Share

Bab 6. Sandiwara Dewi

"Kamu benar-benar keterlaluan, Sofia!" Haris menatap tajam pada Sofia, bersamaan dengan gerakan tangan lelaki itu yang tiba-tiba melayang ke arah sang istri.

Sofia tersentak saat merasakan kibasan tangan milik Haris mengenai wajahnya dengan keras. Rasa sakit seketika menjalar pada pipi yang barusan terkena tamparan. Menyisakan perih pada kulit wajah dan rasa pusing di kepala. Wanita itu mengerjapkan mata yang terasa berkunang-kunang, lalu menyentuh pipi yang terasa seperti terbakar. Rasa sakit yang ditimbulkan bukan hanya terasa di pipi, tapi juga di hati.

Sofia tak menyangka Haris telah tega melakukan kontak fisik dengan menamparnya. Lelaki itu bertindak kasar hanya karena hasutan dan tuduhan tak berdasar yang dilontarkan oleh Dewi, perempuan yang belum genap seminggu menjadi istri kedua. Wanita itu telah berhasil mengubah Haris yang dulu sangat lembut dan perhatian menjadi sosok yang pemarah.

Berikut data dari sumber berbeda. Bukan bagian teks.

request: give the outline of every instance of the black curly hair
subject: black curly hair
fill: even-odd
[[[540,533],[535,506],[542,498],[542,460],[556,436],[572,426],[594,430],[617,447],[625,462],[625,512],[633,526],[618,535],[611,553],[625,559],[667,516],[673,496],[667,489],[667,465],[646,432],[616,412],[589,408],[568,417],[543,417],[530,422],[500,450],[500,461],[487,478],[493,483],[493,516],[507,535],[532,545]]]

Dengan mudahnya Haris termakan hasutan Dewi padahal Haris tahu pasti, Sofia adalah perempuan lembut dan penyayang. Perempuan yang tidak akan mungkin menyakiti seorang anak kecil seperti Alisa--keponakan Haris yang masih berumur dua tahun. Menyadari dirinya telah melakukan kesalahan besar, Haris merasa bersalah dengan apa yang barusan dia lakukan. Perlahan ia mendekati Sofia yang masih bergeming di tempat dengan mata berkaca-kaca. Menatap wajah sang istri dengan sorot mata penuh penyesalan.

"Maafkan aku, Sofia. Aku benar-benar khilaf tadi," ucap Haris dengan perasaan bersalah.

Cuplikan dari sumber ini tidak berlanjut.